Wäre es nicht herrlich, einfach so mit dem Fahrrad durch Berlin-Kreuzberg zu radeln - entspannt und sicher, geschützt vor Autos und LKW, geschützt vor Regen, direkt unter dem Viadukt der U-Bahn-Linie U1? Diesen Traum hatte vor rund zehn Jahren ein kleines Team aus Stadtplanerinnen und Architekten, und ein knappes Jahrzehnt später wurde der erste Abschnitt dieses neuen Radwegs, eine 200 Meter lange Teststrecke - eröffnet.

Radbahn Berlin - so heißt dieses Projekt. Von einem 9 Kilometer langen Radweg unter der Hochbahn U1 war ursprünglich mal die Rede; wie weit kommt man denn jetzt auf dem ersten Teilstück?

Es sind 200 Meter. Auf der Skalitzer Straße, zwischen Mariannenstraße und Oranienstraße, also ein kleiner Abschnitt zwischen den U-Bahnhöfen Görlitzer Bahnhof und Kottbusser Tor.
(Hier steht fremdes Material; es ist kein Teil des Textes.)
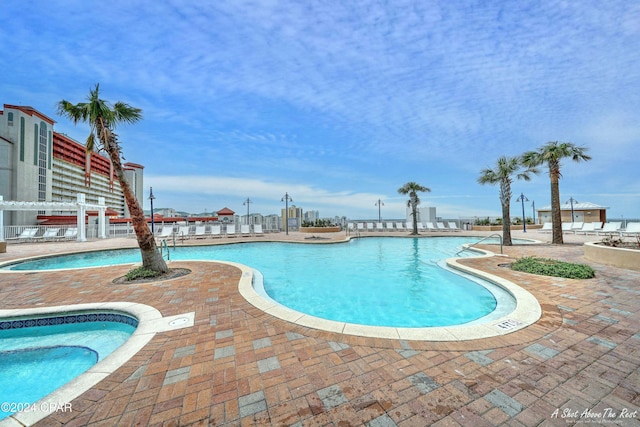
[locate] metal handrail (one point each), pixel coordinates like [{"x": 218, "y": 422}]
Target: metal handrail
[
  {"x": 164, "y": 243},
  {"x": 480, "y": 241}
]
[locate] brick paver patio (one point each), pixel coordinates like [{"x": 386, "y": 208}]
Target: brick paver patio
[{"x": 240, "y": 366}]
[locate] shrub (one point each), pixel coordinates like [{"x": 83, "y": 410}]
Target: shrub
[
  {"x": 141, "y": 273},
  {"x": 554, "y": 268}
]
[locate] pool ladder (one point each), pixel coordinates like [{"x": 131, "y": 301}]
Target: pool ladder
[
  {"x": 480, "y": 241},
  {"x": 165, "y": 246}
]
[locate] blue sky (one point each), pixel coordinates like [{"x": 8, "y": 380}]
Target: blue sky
[{"x": 341, "y": 103}]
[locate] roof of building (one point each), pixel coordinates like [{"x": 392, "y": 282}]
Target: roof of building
[{"x": 576, "y": 207}]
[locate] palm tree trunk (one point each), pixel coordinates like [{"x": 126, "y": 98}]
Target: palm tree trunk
[
  {"x": 151, "y": 257},
  {"x": 556, "y": 214},
  {"x": 506, "y": 225}
]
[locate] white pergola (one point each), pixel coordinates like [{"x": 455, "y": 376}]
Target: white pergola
[{"x": 80, "y": 206}]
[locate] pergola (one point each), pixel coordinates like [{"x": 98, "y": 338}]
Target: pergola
[{"x": 80, "y": 206}]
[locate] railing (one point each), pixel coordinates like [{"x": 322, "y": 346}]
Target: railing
[
  {"x": 480, "y": 241},
  {"x": 163, "y": 244}
]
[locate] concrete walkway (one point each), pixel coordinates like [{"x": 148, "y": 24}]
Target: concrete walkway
[{"x": 239, "y": 366}]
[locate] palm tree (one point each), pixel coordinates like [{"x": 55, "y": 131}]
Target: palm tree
[
  {"x": 412, "y": 189},
  {"x": 103, "y": 118},
  {"x": 551, "y": 154},
  {"x": 502, "y": 174}
]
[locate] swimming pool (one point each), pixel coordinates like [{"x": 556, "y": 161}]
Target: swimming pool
[
  {"x": 40, "y": 354},
  {"x": 386, "y": 281}
]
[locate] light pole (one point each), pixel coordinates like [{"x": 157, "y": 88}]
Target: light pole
[
  {"x": 533, "y": 208},
  {"x": 523, "y": 199},
  {"x": 379, "y": 203},
  {"x": 286, "y": 199},
  {"x": 246, "y": 202},
  {"x": 572, "y": 201},
  {"x": 151, "y": 198}
]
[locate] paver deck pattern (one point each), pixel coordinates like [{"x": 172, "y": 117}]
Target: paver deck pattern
[{"x": 238, "y": 366}]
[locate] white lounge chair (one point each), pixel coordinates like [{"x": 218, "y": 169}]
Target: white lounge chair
[
  {"x": 70, "y": 233},
  {"x": 633, "y": 228},
  {"x": 587, "y": 228},
  {"x": 200, "y": 232},
  {"x": 27, "y": 234},
  {"x": 167, "y": 230},
  {"x": 49, "y": 235},
  {"x": 547, "y": 227},
  {"x": 441, "y": 226},
  {"x": 183, "y": 232},
  {"x": 216, "y": 231},
  {"x": 611, "y": 228}
]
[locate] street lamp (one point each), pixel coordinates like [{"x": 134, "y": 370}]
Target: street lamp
[
  {"x": 152, "y": 198},
  {"x": 572, "y": 201},
  {"x": 379, "y": 203},
  {"x": 523, "y": 199},
  {"x": 533, "y": 208},
  {"x": 286, "y": 199},
  {"x": 246, "y": 202}
]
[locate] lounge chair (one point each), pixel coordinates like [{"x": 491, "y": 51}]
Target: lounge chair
[
  {"x": 610, "y": 228},
  {"x": 587, "y": 228},
  {"x": 70, "y": 233},
  {"x": 201, "y": 232},
  {"x": 49, "y": 235},
  {"x": 633, "y": 228},
  {"x": 547, "y": 227},
  {"x": 28, "y": 234},
  {"x": 441, "y": 226},
  {"x": 167, "y": 231},
  {"x": 453, "y": 226},
  {"x": 216, "y": 231},
  {"x": 183, "y": 232}
]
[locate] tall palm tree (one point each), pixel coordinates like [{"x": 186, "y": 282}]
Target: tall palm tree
[
  {"x": 551, "y": 154},
  {"x": 102, "y": 119},
  {"x": 502, "y": 174},
  {"x": 412, "y": 189}
]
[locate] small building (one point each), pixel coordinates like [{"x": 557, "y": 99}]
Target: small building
[{"x": 582, "y": 212}]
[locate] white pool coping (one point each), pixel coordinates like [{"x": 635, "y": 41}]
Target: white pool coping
[
  {"x": 527, "y": 311},
  {"x": 150, "y": 322}
]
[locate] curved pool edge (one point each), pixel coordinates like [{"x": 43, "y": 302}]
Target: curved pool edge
[
  {"x": 150, "y": 322},
  {"x": 526, "y": 313}
]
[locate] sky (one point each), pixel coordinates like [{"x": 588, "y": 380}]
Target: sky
[{"x": 338, "y": 104}]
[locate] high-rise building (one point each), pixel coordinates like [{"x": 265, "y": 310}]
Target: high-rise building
[{"x": 41, "y": 165}]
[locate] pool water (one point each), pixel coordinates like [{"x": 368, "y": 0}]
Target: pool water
[
  {"x": 372, "y": 281},
  {"x": 36, "y": 360}
]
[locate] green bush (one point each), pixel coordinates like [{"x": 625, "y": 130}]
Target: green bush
[
  {"x": 141, "y": 273},
  {"x": 554, "y": 268}
]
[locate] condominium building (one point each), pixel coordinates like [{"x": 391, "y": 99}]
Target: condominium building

Da lohnt es sich kaum, auf das Fahrrad zu steigen - und ich muss auch sagen: Diese 200 Meter sind fast zu schön, um da mit dem Rad durchzurauschen.

Es gibt so viel zu sehen: Vogelhäuschen und Insektenhäuschen, schicke Sitzbänke, eine Fahrradreparaturstation mit Luftpumpe, Werkzeug und einem Fahrradschlauchautomaten, WLAN für alle, Handyladestationen, ein Röhrentelefon für Kinder, große Wassertanks, in den versucht wird, auf natürliche Weise, also mit Sand und Schilf, das dreckige Regenwasser von der U1 soweit zu reinigen, dass man damit die Grünanlagen rund um die Radbahn bewässern kann.

Es ist eine Art Labor, deshalb heißt dieser Abschnitt auch offiziell "Testfeld des Reallabor Radbahn".

Klingt alles ganz interessant, aber: 200 Meter? Warum ist dieser Radweg so kurz geworden?

Es soll auf engstem Raum gezeigt werden, was alles möglich ist, wenn man mal Stadtentwicklung neu denkt: Wie kann man diesen Raum unter der U-Bahn attraktiv machen? Weg mit parkenden Autos und kackenden Tauben, her mit Lebensqualität, mit Ideen.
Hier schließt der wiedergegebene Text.